Brewguyver in his natural habitat.

  • There are 16 taps altogether, with a couple earmarked for cider and possibly some homemade soda flavors. The cider will initially be sourced from a farm near Traverse City, but Ted's family owns some orchards so that is likely to change in the future. Wines will also be served, sourced from a TBD Michigan winery.
  • Local sourcing of ingredients will be a priority, when feasible and/or appropriate. Several beers included hops from Michigan hop farms.
  • Speaking of beers, eight were on tap: Isle Royale, a hoppy amber ale; Woodruff's Porter, a smoked honey porter; JimmyJack's Normal Beer, an "XPA" brewed with German malt and hops; Trollbridge ESB, brewed with all English ingredients; Mishabooz, a big stout hopped with Michigan Zeus, Chinook, and Nugget hops; Hop Head Ypsi IPA, made with hops from its namesake farm; Groovy Hopster Pale, an experimental collaboration with newcomers to hop farming from Chelsea; and Blue Racer, a honey wheat ale poured in a lava lamp-shaped glass with Michigan blueberries mesmerizingly bobbing up and down. (Read more about the beers here.) All beers are $6 for a pint; smaller sampler sizes are also available.

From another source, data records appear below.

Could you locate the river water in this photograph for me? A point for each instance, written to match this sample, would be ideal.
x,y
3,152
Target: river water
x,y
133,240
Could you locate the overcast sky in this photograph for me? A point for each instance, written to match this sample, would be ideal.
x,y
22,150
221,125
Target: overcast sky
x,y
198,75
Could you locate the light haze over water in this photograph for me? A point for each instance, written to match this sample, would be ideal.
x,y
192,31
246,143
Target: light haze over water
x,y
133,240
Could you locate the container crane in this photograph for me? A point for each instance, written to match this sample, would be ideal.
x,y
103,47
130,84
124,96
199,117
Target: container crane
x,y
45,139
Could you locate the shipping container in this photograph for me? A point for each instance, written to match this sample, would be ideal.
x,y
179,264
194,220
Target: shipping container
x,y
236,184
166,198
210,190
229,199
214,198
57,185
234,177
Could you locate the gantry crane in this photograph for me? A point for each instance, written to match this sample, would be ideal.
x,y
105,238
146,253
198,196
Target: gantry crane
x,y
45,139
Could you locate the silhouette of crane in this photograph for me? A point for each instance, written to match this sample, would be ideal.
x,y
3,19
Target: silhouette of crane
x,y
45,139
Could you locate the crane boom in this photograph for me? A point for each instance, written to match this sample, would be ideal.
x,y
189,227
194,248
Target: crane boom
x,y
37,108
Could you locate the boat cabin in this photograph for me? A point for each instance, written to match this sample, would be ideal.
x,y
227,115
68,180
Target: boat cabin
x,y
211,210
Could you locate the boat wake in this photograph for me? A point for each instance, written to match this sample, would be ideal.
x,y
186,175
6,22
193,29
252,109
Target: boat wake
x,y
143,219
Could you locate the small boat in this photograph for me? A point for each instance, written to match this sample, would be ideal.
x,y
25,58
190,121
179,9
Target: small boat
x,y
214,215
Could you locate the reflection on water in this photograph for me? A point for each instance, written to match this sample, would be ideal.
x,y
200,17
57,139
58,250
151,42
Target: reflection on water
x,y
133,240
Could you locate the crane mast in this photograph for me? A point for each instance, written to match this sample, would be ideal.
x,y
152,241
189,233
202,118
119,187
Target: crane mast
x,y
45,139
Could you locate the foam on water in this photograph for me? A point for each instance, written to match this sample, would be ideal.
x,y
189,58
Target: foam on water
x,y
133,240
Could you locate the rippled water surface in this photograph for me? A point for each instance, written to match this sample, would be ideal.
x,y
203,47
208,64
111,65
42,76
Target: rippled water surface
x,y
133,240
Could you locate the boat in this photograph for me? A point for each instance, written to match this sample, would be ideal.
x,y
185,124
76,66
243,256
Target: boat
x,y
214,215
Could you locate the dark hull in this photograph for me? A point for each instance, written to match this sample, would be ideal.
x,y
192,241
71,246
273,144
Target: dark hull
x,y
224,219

It really is like a blueberry lava lamp.

  • Though a microbrewery, Ypsi Alehouse will sport what looks to be a robust food menu. Mary Potts, veteran of places like Blue Tractor and Lena, is heading up the kitchen team to serve up dishes including Smoked Brisket Chili, Smoked Chicken Wings, Smoked Brisket Pot Pie, Cider and Ale Braised Slow Roasted Pork Shoulder, Warm German Potato Salad with Bacon, House Smoked Ribs, and a build-your-own-burger option. Vegetarian snacks include Roasted Peppadew Peppers Stuffed with Basil and Feta, Roasted Onion Dip, Pretzel Bites, Sweet Potato Enchiladas, Whiskey Braised Brussels Sprouts with Chili and Maple, and a Winter Salad of lentils, eggplant, zucchini, red peppers, and a lotta other stuff. (Read more about the menu and Mary here.)

Ted Badgerow brings recipes from three decades of homebrewing to the Alehouse menu.

  • At first blush, the prices for both the beer and food appear on the high side; however, in lieu of tipping, the Ypsi Alehouse is opting to actually pay their staff a real wage. So all prices have what would normally be a gratuity baked into them and there is no need to tip anyone.
  • The Alehouse occupies part of the first floor in the historic Huron Hotel building. It was last a Buffalo Wild Wings, and the Alehouse kept the B-Dubs bar. The taproom as of my visit was very unpolished, with bare walls and unfinished tile evident, and can accommodate up to 165. Overall, it's kind of an awkward space; at least for now, don't expect the most elegant ambiance.

Brewguyvered fermentation vessels.

The Ypsi Alehouse is located at the corner of Washington and Pearl streets, 124 Pearl. Listed hours are 9 a.m. to 2 a.m. Monday through Saturday Monday - Thursday, 3-10 p.m.; Friday, 3 p.m. to midnight; Saturday, noon to midnight; and Sunday, noon to 9 p.m. Phone: 734-477-1555. Web: Official opening date is TBD at this writing, but is tentatively set for New Year's Day Saturday, January 2, at 3pm.